The two little ladies smiled without the least resentment, for they had long known that the varying angle of their caps was a source of great amusement to their large army of nephews and nieces, who stoutly maintained that when Aunt Jane’s cap slipped awry, Aunt Mary’s quickly did the same of its own accord, and vice versa, and therefore, it was more often the cap’s fault than the owner’s.

Jack, however, stood up promptly, and pulling himself to his full height, said, with a whimsical recollection of childhood, “Shall I be a man, aunties, and spank her?” This highly amused both little ladies, as it reminded them of a little mischievous girl who had pushed over her sister on purpose, and a sturdy, blue-eyed boy, who had promptly asked with a fiery resoluteness of purpose, “Shall I be a man, aunties, and spank her?” It was memorable also how disappointed he had been when told that “being a man” never meant spanking little girls at all, even when they were mischievous.

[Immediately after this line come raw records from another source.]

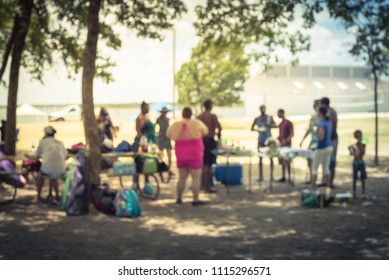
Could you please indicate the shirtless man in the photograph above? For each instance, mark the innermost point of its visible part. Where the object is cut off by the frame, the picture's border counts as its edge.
(214, 129)
(263, 123)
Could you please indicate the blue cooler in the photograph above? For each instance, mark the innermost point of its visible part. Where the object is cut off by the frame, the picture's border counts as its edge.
(234, 176)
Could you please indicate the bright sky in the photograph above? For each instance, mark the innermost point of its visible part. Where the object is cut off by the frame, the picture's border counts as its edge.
(144, 67)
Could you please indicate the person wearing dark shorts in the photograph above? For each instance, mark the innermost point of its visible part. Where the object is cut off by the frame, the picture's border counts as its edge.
(285, 138)
(214, 128)
(325, 101)
(358, 151)
(209, 145)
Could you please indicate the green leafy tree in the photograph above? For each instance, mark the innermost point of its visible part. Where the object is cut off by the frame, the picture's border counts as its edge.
(263, 23)
(368, 22)
(147, 18)
(30, 37)
(214, 71)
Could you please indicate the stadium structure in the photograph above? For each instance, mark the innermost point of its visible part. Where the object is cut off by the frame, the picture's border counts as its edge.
(294, 88)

He would, doubtless, not have waited for any verdict on the present occasion, only just then the hearty old General entered the room, and Paddy, the father’s darling, flew to him for protection. A general chattering and laughing ensued, and, presently seeing her opportunity, Eileen rose from her seat in the window, and with a curious subdued glow in her wonderful eyes glided silently from the room.

A few minutes later she was pulsing up the mountain with a free, eager step that not only proclaimed her an experienced climber, but bespoke a deep delight in thus climbing to the upland solitudes alone.

“I say, daddy,” Paddy was saying, “isn’t it ripping, we’re going to have a man-about-town here! The real, genuine thing, you know, eyeglass and all, and as blasé as they’re made. Won’t Jack look like a countrified Irish lout with bats in his belfry!”

The General said afterward, it was nearly as good as a bit of Tipperary’s extra-special, best Orangemen night.